DUBAI: Saudi Arabia is in talks with Pakistan to provide anti-aircraft and anti-tank rockets to Syrian rebels to try and tip the balance in the war to overthrow President Bashar al-Assad, a Saudi source said on Sunday.
The United States has long opposed arming the rebels with such weapons, fearing they might end up in the hands of extremists, but Syrian opposition figures say the failure of Geneva peace talks seems to have led Washington to soften its opposition.
Pakistan makes its own version of Chinese shoulder-launched anti-aircraft missiles, known as Anza, and anti-tank rockets – both of which Riyadh is trying to get for the rebels, said the source, who is close to Saudi decision makers, requesting anonymity.
The source pointed to a visit to Riyadh earlier this month by army chief General Raheel Sharif, who met Crown Prince Salman bin Abdul Aziz.

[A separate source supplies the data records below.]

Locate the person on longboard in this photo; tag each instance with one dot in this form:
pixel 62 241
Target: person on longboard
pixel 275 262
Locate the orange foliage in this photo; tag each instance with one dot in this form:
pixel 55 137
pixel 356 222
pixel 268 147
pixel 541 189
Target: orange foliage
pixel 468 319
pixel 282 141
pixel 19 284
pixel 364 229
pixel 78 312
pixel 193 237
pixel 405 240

Prince Salman himself last week led a large delegation to Pakistan, shortly after Saudi’s chief diplomat Prince Saud al-Faisal visited the kingdom’s key ally.

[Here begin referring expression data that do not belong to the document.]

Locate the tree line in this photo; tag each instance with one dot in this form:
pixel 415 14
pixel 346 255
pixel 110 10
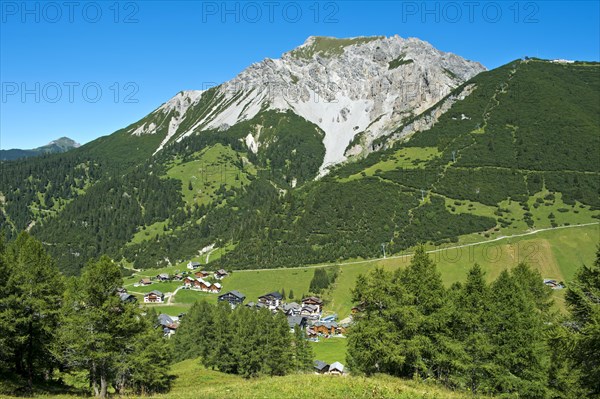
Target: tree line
pixel 51 325
pixel 243 341
pixel 501 338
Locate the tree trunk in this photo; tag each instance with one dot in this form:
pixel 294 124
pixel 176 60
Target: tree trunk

Jordan will be providing facilities to store the weapons before they are delivered to rebels within Syria, the same source said.
AFP could not obtain confirmation from officials in Saudi, Pakistan or Jordan.
The head of the Syrian opposition, Ahmad Jarba, promised during a flying visit to northern Syria last week that “powerful arms will be arriving soon”.
“The United States could allow their allies to provide the rebels with anti-aircraft and anti-tank weapons following the failure of Geneva talks and the renewed tension with Russia,” said the head of the Gulf Research Centre, Abdel Aziz al-Sager.
Providing those weapons to the rebels “relieves pressure on the US in the short-term”, said Simon Henderson, director of the Gulf and Energy Policy Programme at the Washington Institute for Near East Policy.
“But the long-term political worry is that Manpads (Man-portable air-defence systems) will leak and be used to bring down a civilian airliner somewhere in the world.”
Rebels have long said that anti-aircraft rockets would help them defend themselves against Syrian warplanes, which regularly bomb rebel-held areas with barrels loaded with TNT and other ordinance.
The nearly-three-year conflict in Syria has torn the country apart, killing more than 140,000 people, including some 50,000 civilians, according to the Britain-based Syrian Observatory for Human Rights.
Saudi Arabia has a strong influence on Syria’s southern front, where it coordinates with Jordan, and has helped unite the rebel fighters in the area, according to Syrian opposition sources.
On the other hand, Qatar and Turkey are responsible for coordinating with the rebels on the northern front, said an official of the Syrian opposition, requesting anonymity.